Output processor

GenericOutputProcessor

Generic output processor.

TsvOutputProcessor

TSV output processor.

XlsxOutputProcessor

Excel output processor.

Output metadata processor. The goal of this module is to take an input list of GenericEntity’s, transform it into a dataframe and save it with pandas functionality into different formats. Pretty simple!

Mandatory arguments:

  • output_path: Path to the file to save the metadata.

Optional arguments:

  • verbose: set to True if you want INFO and above-level logging events. If not set or set to False, only WARNING

    and above will be displayed

Subclasses of GenericOutputProcessor must define the following methods/properties:

  • _save

class GenericOutputProcessor(output_path, verbose=False)

Bases: object

Generic output processor. Defines the mandatory functions for the subclasses to function.

Parameters:

output_path (str) – path to save the file. Please include the name and extension of the file.

save(entities)

Transform the entities into a dataframe to use pandas functionality to save.

Parameters:

entities (list[GenericEntity]) – Subclasses of GenericEntity.

_save(dataframe)

Function to be overriden by subclasses. Takes a dataframe and saves the output into self.path.

Parameters:

dataframe (DataFrame) – Dataframe containing the flattened metadata from the GenericEntity subclasses.

class TsvOutputProcessor(output_path)

Bases: GenericOutputProcessor

TSV output processor. Takes a list of entities and outputs a TSV with the metadata processed.

Parameters:

output_path (str) – Path to the file being saved. Please include tsv extension.

_save(dataframe)

Save the resulting dataframe from save() into a tsv, using pandas functionality. NO, the delimiter is not customizable. Create another subclass if you want that. TSV means TAB-Separated Values, not comma, not pipes, not anything else.
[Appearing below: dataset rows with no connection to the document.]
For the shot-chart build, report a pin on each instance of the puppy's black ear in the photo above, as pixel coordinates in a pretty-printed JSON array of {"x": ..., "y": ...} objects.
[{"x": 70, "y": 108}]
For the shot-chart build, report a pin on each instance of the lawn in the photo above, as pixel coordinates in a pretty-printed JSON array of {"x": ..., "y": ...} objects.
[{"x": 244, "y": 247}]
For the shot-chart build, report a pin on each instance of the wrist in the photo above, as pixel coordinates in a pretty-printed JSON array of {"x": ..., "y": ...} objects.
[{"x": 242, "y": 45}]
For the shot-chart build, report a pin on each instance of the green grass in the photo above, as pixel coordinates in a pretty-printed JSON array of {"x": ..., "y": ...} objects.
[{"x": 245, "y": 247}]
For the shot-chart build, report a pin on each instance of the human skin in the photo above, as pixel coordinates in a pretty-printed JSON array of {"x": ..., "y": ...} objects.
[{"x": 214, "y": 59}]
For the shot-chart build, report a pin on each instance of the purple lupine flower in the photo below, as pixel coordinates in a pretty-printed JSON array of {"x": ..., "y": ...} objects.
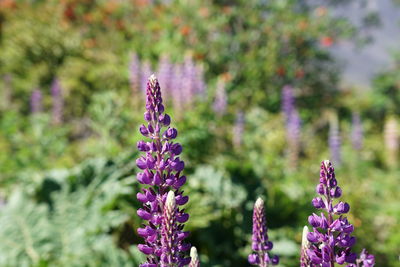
[
  {"x": 365, "y": 260},
  {"x": 176, "y": 91},
  {"x": 330, "y": 240},
  {"x": 287, "y": 102},
  {"x": 161, "y": 169},
  {"x": 145, "y": 73},
  {"x": 194, "y": 262},
  {"x": 188, "y": 80},
  {"x": 164, "y": 74},
  {"x": 36, "y": 101},
  {"x": 200, "y": 84},
  {"x": 334, "y": 141},
  {"x": 356, "y": 131},
  {"x": 238, "y": 129},
  {"x": 134, "y": 74},
  {"x": 305, "y": 245},
  {"x": 5, "y": 97},
  {"x": 58, "y": 102},
  {"x": 293, "y": 132},
  {"x": 391, "y": 136},
  {"x": 221, "y": 99},
  {"x": 260, "y": 243}
]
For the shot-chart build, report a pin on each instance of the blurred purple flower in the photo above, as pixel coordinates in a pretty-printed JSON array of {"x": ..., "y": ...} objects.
[
  {"x": 287, "y": 102},
  {"x": 356, "y": 131},
  {"x": 391, "y": 139},
  {"x": 194, "y": 262},
  {"x": 36, "y": 101},
  {"x": 260, "y": 243},
  {"x": 221, "y": 98},
  {"x": 146, "y": 72},
  {"x": 165, "y": 75},
  {"x": 238, "y": 130},
  {"x": 188, "y": 80},
  {"x": 57, "y": 102},
  {"x": 335, "y": 141},
  {"x": 161, "y": 170},
  {"x": 134, "y": 74}
]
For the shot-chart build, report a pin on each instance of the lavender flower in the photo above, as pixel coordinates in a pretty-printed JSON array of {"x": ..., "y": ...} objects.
[
  {"x": 161, "y": 171},
  {"x": 238, "y": 130},
  {"x": 305, "y": 245},
  {"x": 287, "y": 101},
  {"x": 145, "y": 73},
  {"x": 36, "y": 101},
  {"x": 330, "y": 240},
  {"x": 391, "y": 136},
  {"x": 165, "y": 75},
  {"x": 221, "y": 99},
  {"x": 194, "y": 262},
  {"x": 199, "y": 82},
  {"x": 260, "y": 244},
  {"x": 176, "y": 85},
  {"x": 134, "y": 74},
  {"x": 365, "y": 260},
  {"x": 293, "y": 137},
  {"x": 356, "y": 131},
  {"x": 189, "y": 80},
  {"x": 335, "y": 141},
  {"x": 58, "y": 102},
  {"x": 5, "y": 96},
  {"x": 293, "y": 125}
]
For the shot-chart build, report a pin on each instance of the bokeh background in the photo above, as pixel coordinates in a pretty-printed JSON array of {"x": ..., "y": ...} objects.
[{"x": 260, "y": 91}]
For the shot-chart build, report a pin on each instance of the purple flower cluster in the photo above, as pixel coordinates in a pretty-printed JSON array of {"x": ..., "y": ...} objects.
[
  {"x": 330, "y": 240},
  {"x": 260, "y": 243},
  {"x": 184, "y": 81},
  {"x": 356, "y": 131},
  {"x": 238, "y": 129},
  {"x": 293, "y": 124},
  {"x": 36, "y": 101},
  {"x": 58, "y": 102},
  {"x": 334, "y": 141},
  {"x": 221, "y": 98},
  {"x": 161, "y": 172},
  {"x": 194, "y": 262}
]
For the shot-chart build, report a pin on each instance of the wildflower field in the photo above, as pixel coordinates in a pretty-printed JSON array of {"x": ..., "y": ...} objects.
[{"x": 177, "y": 133}]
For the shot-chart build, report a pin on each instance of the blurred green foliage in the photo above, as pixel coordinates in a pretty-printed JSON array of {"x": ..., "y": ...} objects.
[{"x": 69, "y": 190}]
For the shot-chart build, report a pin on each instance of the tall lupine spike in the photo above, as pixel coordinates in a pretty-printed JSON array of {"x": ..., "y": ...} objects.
[
  {"x": 391, "y": 136},
  {"x": 161, "y": 170},
  {"x": 36, "y": 101},
  {"x": 238, "y": 130},
  {"x": 356, "y": 131},
  {"x": 260, "y": 243},
  {"x": 134, "y": 75},
  {"x": 221, "y": 99},
  {"x": 334, "y": 140},
  {"x": 330, "y": 240},
  {"x": 305, "y": 245},
  {"x": 194, "y": 262},
  {"x": 58, "y": 102}
]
You weirdo.

Parameters:

dataframe (DataFrame) – Dataframe containing the flattened metadata from the GenericEntity subclasses.

class XlsxOutputProcessor(output_path, sheet_name='Sheet1')
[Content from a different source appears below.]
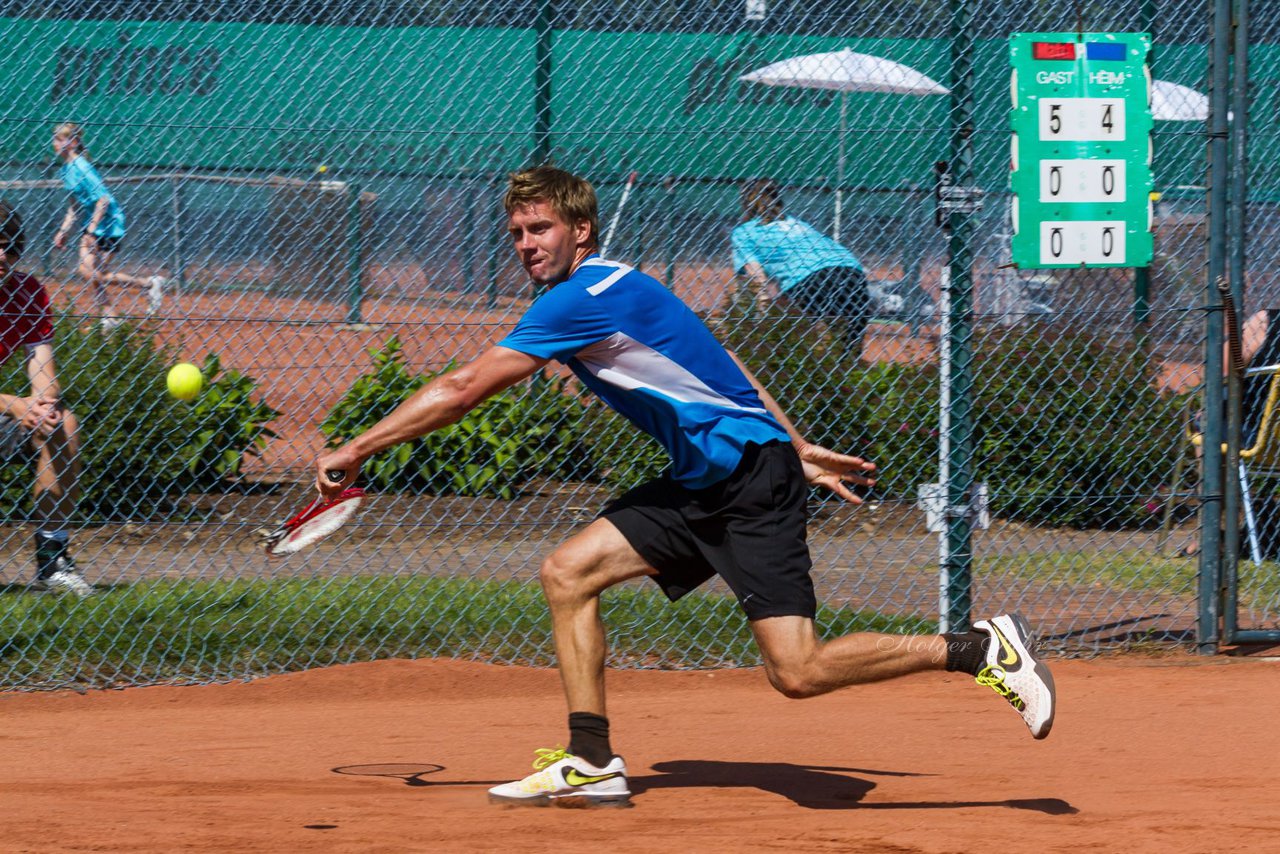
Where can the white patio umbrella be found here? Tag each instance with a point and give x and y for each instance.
(1176, 103)
(845, 71)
Bases: GenericOutputProcessor

Excel output processor. Takes a list of entities and outputs an excel file with the metadata processed.

Parameters:

output_path – Path to the file being saved. Please include ‘.xlsx’ extension.

_save(dataframe)

Save the resulting dataframe from save() into an excel.

Parameters:

dataframe (DataFrame) – Dataframe containing the flattened metadata from the GenericEntity subclasses.